Entendía que no podía dejarse llevar por las emociones. Debía pensar en el futuro, en cómo salvar la familia o al menos suavizar el golpe para los niños. Decidió hablar. Invitó a Lucía a un pequeño restaurante en las afueras de Pinar del Río, donde años atrás, en tiempos felices, habían bebido vino y reído hasta el amanecer. Allí, lejos de los niños y las preocupaciones cotidianas, esperaba encontrar la verdad.

—Lucía, no puedo seguir callándome —dijo él, mirándola a los ojos—. ¿Por qué? ¿Por qué lo hiciste otra vez?

Ella bajó la cabeza. Sabía que esta conversación era inevitable, pero las palabras le quemaban la garganta.

—Alejandro, no quería —susurró—. A veces siento que me perdí a mí misma. Vivo una vida que no es la mía. Los niños, la casa, el trabajo… todo importa, pero yo… no sé quién soy. Necesito entender qué puedo ser.

—¿Cómo? —él frunció el ceño—. Eres madre, esposa, elegiste esta vida. ¿Qué cambió?

—¡Yo cambié! —su voz tembló—. Y tú no lo ves.

—Intentémoslo de nuevo —rogó él—. Por los niños. Haré lo que sea para que seas feliz. Vamos a intentarlo.

Acordaron empezar de cero. Esa noche volvieron a casa casi felices. Los niños dormían y ellos los miraban con ternura, sintiendo que por esos pequeños corazones vale la pena luchar. Alejandro se acostó con esperanza, pensando que aún no todo estaba perdido.

Pero por la mañana, la casa estaba vacía. Lucía no estaba. En el teléfono, la grabación esperaba: su voz, llena de dolor y desesperación. Intentó llamarla, pero el número no respondía. Se quedó en medio de la habitación, apretando el teléfono, sintiendo cómo el mundo se derrumbaba.
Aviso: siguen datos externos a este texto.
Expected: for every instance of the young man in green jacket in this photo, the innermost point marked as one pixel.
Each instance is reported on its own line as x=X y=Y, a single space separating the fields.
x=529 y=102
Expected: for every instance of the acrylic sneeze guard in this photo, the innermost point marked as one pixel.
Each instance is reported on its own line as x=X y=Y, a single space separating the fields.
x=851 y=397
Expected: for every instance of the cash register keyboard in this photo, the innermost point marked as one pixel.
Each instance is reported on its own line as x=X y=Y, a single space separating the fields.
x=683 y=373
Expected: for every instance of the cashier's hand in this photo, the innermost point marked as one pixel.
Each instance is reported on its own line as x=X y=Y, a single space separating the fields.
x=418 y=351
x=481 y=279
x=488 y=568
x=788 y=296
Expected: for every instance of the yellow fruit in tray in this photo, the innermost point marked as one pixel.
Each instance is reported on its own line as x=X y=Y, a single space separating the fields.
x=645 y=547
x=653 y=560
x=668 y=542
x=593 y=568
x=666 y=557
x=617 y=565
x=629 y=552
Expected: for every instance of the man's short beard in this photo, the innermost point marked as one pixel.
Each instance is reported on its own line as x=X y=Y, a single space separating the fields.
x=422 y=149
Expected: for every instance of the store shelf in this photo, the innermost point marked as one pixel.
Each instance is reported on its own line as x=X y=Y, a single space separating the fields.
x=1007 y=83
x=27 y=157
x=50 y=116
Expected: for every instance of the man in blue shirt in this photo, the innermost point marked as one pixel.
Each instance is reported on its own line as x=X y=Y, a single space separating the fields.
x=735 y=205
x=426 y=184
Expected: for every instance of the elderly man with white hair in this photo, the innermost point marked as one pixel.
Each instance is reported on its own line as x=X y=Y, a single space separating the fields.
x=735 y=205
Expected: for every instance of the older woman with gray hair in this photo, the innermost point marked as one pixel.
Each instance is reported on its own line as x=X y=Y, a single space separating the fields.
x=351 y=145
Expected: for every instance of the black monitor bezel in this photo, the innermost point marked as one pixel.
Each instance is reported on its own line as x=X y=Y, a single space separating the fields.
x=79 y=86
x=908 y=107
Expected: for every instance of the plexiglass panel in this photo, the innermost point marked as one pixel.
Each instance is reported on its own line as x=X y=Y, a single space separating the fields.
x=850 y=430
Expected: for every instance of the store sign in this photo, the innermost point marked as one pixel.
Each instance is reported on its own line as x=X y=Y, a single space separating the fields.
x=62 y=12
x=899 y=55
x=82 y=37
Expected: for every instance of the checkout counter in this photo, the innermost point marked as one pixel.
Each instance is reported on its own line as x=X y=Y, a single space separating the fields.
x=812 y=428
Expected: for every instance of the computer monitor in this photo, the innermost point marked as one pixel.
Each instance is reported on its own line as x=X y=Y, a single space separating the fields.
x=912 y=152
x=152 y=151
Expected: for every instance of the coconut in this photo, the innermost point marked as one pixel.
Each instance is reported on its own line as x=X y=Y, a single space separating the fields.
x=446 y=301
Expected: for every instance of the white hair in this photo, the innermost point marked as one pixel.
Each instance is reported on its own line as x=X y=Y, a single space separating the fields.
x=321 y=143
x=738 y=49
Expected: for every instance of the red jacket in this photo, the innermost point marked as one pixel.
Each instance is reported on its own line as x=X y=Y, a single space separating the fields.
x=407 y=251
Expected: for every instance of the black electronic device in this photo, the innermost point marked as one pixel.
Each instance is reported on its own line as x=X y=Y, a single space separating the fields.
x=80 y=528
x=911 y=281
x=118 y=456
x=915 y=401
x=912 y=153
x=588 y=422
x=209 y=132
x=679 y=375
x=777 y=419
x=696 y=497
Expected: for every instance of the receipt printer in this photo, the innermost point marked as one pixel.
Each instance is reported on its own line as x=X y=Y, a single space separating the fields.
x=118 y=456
La grabación sonaba en su mente como una condena, y el silencio de la casa gritaba más fuerte que cualquier palabra.

¿Qué hacer? ¿Cómo explicarles a los niños que mamá se fue? ¿Cómo seguir cuando el corazón se parte entre el amor y la traición? Alejandro no tenía respuestas, pero sabía una cosa: por su hijo y su hija, encontraría fuerzas. Aunque eso significara empezar de cero, sin ella.